The morning came quick, but coffee soon followed. The surprise and delight found on their little faces entering a dark living room only lit by the lights of a Christmas tree was like watching a beautiful sunrise take place in the place you call home.
I decided not to think about the contest for Christmas day and try to be mentally and physically present for the kids. I found my decision to be quite difficult. I already have an idea about what to write I just need to put it all together.
Playing with their new toys and helping them to create new worlds and dreams in the land of imagination was a healthy distraction from the fleeting time and a hard deadline approaching quick. I am feeling confident in what I want to write but I really don’t like waiting till the last minute. On the other hand, Christmas only comes once a year and your kids are only young for so long.
It was such a special day. One I won’t forget for a lifetime. Of course, now that I have written this all down, I can come back to it any time and remember. Awe! The blessings of journaling.
Friday, December 26th
Today is the day!
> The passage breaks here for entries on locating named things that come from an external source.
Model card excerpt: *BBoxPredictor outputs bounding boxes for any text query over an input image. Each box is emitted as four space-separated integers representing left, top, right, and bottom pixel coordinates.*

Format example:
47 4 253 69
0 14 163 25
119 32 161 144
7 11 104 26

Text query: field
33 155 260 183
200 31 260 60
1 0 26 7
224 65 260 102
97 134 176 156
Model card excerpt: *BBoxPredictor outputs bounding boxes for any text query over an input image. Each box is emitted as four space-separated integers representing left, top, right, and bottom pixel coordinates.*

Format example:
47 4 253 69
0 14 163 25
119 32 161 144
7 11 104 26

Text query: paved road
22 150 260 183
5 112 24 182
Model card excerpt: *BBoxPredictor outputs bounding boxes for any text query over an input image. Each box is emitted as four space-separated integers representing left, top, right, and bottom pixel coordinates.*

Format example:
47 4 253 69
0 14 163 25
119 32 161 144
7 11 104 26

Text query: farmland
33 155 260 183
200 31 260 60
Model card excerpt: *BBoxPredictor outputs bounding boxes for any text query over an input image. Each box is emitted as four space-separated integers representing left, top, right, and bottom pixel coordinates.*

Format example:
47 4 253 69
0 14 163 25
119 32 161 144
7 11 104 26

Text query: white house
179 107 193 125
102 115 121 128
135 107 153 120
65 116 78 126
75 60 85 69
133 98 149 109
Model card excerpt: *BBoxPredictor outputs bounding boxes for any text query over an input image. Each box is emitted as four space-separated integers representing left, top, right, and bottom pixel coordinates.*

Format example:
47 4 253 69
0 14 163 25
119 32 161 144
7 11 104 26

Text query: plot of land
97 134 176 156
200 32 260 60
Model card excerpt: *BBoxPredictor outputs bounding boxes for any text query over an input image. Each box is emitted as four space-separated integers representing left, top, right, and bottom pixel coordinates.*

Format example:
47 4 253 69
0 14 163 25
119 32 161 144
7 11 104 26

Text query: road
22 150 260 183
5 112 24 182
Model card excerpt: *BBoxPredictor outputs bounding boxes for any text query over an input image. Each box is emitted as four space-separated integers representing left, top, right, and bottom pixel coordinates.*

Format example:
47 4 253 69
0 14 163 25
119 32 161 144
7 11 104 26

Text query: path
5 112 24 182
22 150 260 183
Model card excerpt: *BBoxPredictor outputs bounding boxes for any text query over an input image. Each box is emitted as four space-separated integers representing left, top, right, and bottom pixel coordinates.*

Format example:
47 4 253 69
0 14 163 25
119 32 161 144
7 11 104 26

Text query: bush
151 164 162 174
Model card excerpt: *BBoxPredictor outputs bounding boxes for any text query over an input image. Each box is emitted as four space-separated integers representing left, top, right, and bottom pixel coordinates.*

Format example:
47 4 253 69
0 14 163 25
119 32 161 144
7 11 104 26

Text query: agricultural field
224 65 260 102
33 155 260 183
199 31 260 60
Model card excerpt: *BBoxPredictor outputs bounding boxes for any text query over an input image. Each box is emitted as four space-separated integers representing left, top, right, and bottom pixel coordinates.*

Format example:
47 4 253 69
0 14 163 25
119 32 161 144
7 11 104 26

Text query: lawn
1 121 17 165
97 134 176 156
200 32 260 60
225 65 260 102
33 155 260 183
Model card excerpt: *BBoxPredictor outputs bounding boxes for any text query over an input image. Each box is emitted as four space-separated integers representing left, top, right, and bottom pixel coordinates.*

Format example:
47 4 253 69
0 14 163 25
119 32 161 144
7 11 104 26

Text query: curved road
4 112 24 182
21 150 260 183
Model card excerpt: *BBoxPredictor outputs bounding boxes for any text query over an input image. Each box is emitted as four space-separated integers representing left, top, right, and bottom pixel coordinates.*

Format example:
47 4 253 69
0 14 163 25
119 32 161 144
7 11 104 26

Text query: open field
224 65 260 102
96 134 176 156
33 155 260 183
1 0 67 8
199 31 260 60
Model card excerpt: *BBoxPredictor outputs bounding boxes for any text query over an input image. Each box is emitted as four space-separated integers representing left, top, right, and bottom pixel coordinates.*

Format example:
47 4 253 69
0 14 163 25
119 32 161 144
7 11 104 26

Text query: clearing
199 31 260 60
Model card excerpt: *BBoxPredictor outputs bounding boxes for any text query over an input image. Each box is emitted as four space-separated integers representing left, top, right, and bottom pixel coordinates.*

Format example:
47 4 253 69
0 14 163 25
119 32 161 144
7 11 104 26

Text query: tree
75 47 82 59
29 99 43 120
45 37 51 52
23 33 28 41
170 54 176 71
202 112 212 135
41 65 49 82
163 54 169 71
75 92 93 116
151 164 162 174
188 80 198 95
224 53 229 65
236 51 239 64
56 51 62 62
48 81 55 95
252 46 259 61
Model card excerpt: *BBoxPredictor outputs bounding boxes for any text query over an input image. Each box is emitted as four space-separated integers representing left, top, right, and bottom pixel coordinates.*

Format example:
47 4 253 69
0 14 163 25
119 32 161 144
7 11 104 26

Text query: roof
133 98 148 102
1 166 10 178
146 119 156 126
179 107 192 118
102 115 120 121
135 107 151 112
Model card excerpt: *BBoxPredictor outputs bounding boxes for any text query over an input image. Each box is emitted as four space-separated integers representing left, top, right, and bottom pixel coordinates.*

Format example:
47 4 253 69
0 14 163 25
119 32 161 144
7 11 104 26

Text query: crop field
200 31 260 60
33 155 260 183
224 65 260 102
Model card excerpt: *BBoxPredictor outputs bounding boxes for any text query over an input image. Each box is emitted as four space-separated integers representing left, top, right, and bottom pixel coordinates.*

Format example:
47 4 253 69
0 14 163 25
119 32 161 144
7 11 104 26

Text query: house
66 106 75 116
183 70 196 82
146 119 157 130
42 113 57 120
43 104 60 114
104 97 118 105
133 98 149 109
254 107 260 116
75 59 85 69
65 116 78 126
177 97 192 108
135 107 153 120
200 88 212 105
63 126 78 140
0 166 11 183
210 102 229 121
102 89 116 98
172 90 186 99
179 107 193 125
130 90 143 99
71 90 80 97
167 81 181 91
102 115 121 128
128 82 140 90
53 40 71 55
The last day to submit a story for the writing contest. Christmas has come and gone. All the presents. All the lights, the treats, the chocolate. Oh, my goodness, THE CHOCOLATE! The thrill of gathering around a lit tree stuffed with surprise. Gone for now. There is one thing that remains, me, and the story at hand.
It’s time to get busy. This morning, I am confident I have the perfect story to tell. One of surprise and delight. One of love and of sacrifice. I have learned that the magic of Christmas is not about all the things that come and go but about the things that last forever. It’s time to write. The clock is ticking.